Absent Congressional intervention, the American economy is in for some serious fiscal tightening

By G.I. | WASHINGTON

THE collapse of the supercommittee has many mourning the last chance at a "grand bargain", a sweeping reform of taxes and spending that puts the deficit on a convincing, downward path. Over at At RealClearPolitics, Alexis Simendinger helpfully reminds us:

In truth, current law has accomplished a “grand bargain” in deficit reduction over the next decade ... Washington's default governance could deliver more than $7 trillion in deficit reduction in the next decade if Congress and the president do nothing but campaign next year.

The problem, of course, is that this grand bargain is perversely structured to do maximum damage for minimum benefit. I've tried to compile the various tax increases and spending cuts scheduled to kick in over the next 14 months, with the help of research from JP Morgan, ISI Group, and the CBO. The results are in the table at the right and they illustrate that America faces two fiscal cliffs in the next 14 months.

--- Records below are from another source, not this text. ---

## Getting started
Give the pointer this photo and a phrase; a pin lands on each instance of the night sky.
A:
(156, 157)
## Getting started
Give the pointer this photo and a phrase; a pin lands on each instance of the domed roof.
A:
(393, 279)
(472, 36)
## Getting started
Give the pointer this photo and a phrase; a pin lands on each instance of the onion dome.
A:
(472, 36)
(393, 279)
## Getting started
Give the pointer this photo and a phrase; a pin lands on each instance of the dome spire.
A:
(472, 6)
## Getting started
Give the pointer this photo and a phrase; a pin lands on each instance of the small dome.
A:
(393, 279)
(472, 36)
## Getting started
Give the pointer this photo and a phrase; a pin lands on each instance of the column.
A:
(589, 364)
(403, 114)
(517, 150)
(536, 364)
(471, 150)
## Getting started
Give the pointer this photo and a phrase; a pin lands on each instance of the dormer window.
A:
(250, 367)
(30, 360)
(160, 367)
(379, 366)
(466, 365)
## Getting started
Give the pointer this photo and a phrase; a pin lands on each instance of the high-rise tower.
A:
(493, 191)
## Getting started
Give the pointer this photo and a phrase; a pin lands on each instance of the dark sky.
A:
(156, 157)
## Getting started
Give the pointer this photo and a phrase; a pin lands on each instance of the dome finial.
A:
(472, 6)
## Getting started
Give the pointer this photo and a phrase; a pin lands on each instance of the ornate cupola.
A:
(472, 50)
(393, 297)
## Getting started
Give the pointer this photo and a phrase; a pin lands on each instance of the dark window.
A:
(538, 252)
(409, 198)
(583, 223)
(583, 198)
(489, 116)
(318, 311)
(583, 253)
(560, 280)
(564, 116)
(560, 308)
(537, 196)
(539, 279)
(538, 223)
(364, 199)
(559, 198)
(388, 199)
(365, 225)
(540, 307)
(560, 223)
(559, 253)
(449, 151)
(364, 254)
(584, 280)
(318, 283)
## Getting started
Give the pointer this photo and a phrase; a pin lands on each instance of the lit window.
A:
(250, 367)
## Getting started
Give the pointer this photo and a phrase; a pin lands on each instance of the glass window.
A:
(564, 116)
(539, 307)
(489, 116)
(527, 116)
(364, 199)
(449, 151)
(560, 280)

The stuff that expires or takes effect in coming months adds up to $359 billion, or 2.4% of GDP. The stuff that expires or takes effect a year later is another $385 billion, or 2.6% of GDP. There's a decent chance the payroll tax cut and extended unemployment insurance benefits, now scheduled to expire at the end of this year, will be extended one more year. But that still leaves 1.6% of tightening baked in for 2012, and an eye-watering 3.4% for 2013. That is a dangerously large serving of fiscal austerity at a time when the Federal Reserve anticipates unemployment will still be over 8% and growth below 3%. And of course, the long-term growth in entitlement spending is largely untouched. As grand bargains go, this one is best left in the remainder bin.